UOA11-03: Securing Data with Database Firewall

Submitting Institution

University of Oxford

Unit of Assessment

Computer Science and Informatics

Summary Impact Type

Technological

Research Subject Area(s)

Information and Computing Sciences: Artificial Intelligence and Image Processing, Computation Theory and Mathematics
Psychology and Cognitive Sciences: Cognitive Sciences


Download original

PDF

Summary of the impact

Pioneering research into Inductive Logic Programming in the UOA led to the creation of Secerno Ltd. From 2008 Secerno attracted investment of approximately $20m and successfully released several updated versions of its product DataWall, based on this Oxford research. In May 2010 Oracle Corporation bought Secerno specifically to gain access to this technology, which now forms a core part of Oracle's database protection and compliance products. Oracle continues to develop the software, which is used across the globe by public entities and private companies to protect databases from internal and external attack and to ensure that they comply with relevant legislation. Customers include major businesses such as T-Mobile, which uses Database Firewall to protect 35 million users.

Underpinning research

Inductive Logic Programming (ILP) is a symbolic machine learning technique which helps extend scientific theories by using automated systems to generate new rules, from data and existing theories. The technique was established by Stephen Muggleton whilst he was in Oxford University's Programming Research Group (PRG) as an EPSRC Fellow (1993-1997); a 1994 paper outlined the key aspects of the new field, including a `model theory' for ILP, a generic ILP algorithm and a `proof theory', as well as applications and implementations of ILP [1]. ILP was latterly implemented as Progol in 1995 [2]. ILP was extended by probability distributions as Stochastic Logic Programming [3]. Progol was used in building parts-of-speech taggers from very large example corpuses in natural language applications [4]. Ashwin Srinivasan developed an ILP system called Aleph [A Learning Engine for Proposing Hypotheses], a platform for exploring ILP ideas. All of this work was done in the UoA , at the PRG.

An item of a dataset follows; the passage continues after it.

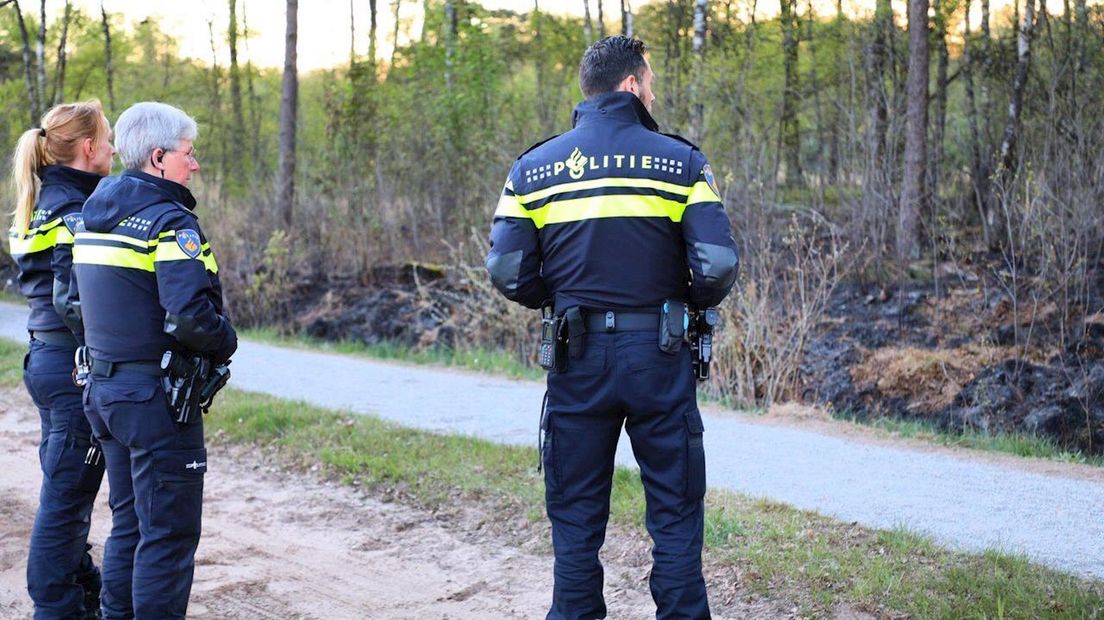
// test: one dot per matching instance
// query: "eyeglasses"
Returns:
(189, 155)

From 2000 onwards PRG member Stephen Moyle began to explore how to use ILP techniques to analyse grammar. Working with Srinivasan, and informed by his Aleph system, Moyle applied the theories of [4] developed in studying natural language to analysing strings of computer code in the same way. In work with John Heasman in 2003, Moyle applied ILP to intrusion detection, the identification of potential breaches in computer security policy. They demonstrated that logic programming was a suitable formalism for specifying the semantics of attacks, and that logic programs could then be used as a means of detecting attacks in previously unseen inputs. The advantage of ILP was that it could be used to induce detection clauses from examples of attacks, and that accurate theories could be generated from very few attack examples. This work was subsequently patented by Heasman and Moyle when setting up their company [5] (and see Section 4).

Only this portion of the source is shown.